I. Overview

Microsoft has officially released a security notice about Exchange Server, disclosing multiple high-risk Exchange vulnerabilities that have been exploited by attackers as a part of an attack chain.

CVE-2021-26855 is a server-side request forgery (SSRF) vulnerability in Exchange, which allows an attacker to send arbitrary HTTP requests and authenticate as the Exchange server.

CVE-2021-26857 is an insecure deserialization vulnerability, which allows an attacker to run code as SYSTEM on the Exchange server.

CVE-2021-26858 and CVE-2021-27065 are post-authentication arbitrary file write vulnerabilities, which allow an attacker to write a file to any path on the server after authentication. Attacker can authenticate by exploiting the CVE-2021-26855 vulnerability.

If you are a Microsoft Exchange user, check your system and implement timely security hardening.
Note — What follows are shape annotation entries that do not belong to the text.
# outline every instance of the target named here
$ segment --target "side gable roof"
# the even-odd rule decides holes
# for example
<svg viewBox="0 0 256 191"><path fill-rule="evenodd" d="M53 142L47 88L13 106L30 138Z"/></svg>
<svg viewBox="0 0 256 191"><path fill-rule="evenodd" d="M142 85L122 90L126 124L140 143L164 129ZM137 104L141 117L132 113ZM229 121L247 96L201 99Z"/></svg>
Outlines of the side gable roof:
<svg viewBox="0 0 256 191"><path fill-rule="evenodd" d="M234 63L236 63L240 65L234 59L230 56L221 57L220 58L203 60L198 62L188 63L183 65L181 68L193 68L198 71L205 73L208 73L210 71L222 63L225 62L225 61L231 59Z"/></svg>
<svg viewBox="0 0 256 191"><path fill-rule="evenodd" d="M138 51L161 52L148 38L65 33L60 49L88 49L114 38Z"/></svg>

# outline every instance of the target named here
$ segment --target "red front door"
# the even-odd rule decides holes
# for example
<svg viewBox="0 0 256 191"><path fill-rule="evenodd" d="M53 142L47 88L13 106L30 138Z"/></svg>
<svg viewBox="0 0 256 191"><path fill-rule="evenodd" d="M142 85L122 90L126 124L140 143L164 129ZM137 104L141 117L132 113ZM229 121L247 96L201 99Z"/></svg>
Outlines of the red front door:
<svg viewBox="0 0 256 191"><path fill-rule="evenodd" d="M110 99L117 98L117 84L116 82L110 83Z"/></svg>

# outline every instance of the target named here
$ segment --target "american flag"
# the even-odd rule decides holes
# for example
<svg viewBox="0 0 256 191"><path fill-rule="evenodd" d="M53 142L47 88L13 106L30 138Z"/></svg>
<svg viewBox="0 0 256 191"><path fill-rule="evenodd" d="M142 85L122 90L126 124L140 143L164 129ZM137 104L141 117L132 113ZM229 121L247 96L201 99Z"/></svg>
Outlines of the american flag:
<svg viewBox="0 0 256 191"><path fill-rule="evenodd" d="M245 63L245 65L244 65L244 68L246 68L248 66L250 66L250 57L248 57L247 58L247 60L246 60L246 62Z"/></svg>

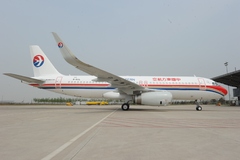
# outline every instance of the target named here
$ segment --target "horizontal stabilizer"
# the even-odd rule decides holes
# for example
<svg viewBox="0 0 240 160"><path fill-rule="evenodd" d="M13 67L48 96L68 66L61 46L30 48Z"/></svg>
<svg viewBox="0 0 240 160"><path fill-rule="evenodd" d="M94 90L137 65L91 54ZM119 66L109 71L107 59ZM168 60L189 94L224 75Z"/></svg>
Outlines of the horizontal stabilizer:
<svg viewBox="0 0 240 160"><path fill-rule="evenodd" d="M9 77L13 77L13 78L16 78L16 79L19 79L21 81L28 82L28 83L42 84L42 83L45 82L44 80L35 79L35 78L31 78L31 77L26 77L26 76L21 76L21 75L13 74L13 73L4 73L4 75L9 76Z"/></svg>

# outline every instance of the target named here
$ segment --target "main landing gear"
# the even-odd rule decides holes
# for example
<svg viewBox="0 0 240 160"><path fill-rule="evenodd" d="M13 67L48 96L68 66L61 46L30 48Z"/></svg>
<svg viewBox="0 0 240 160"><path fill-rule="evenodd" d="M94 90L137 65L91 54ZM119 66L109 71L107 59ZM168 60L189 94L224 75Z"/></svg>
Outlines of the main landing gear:
<svg viewBox="0 0 240 160"><path fill-rule="evenodd" d="M202 107L199 105L199 102L196 100L195 103L196 103L196 105L197 105L197 106L196 106L196 110L197 110L197 111L201 111L201 110L202 110Z"/></svg>
<svg viewBox="0 0 240 160"><path fill-rule="evenodd" d="M128 104L128 103L123 103L123 104L122 104L122 110L123 110L123 111L129 110L129 104Z"/></svg>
For more information about this vulnerability, visit the following websites:

HAFNIUM targeting Exchange Servers with 0-day exploits

Multiple Updates Released for Exchange Server

II. Severity

Severity: important

(Severity: low, moderate, important, and critical)

III. Affected Products

Affected versions:

Microsoft Exchange Server 2013

Microsoft Exchange Server 2016

Microsoft Exchange Server 2019

Microsoft Exchange Server 2010

IV. Vulnerability Handling

Currently, patches for affected versions have been officially released. Upgrade the patches if you are using an affected version.

CVE-2021-26855

CVE-2021-26857

CVE-2021-26858

CVE-2021-27065

If you cannot install the patches in a timely manner, perform workarounds by referring to Scan Exchange log files for indicators of compromise released by the HAFNIUM team.

Note: Before fixing vulnerabilities, back up your files and conduct a thorough test.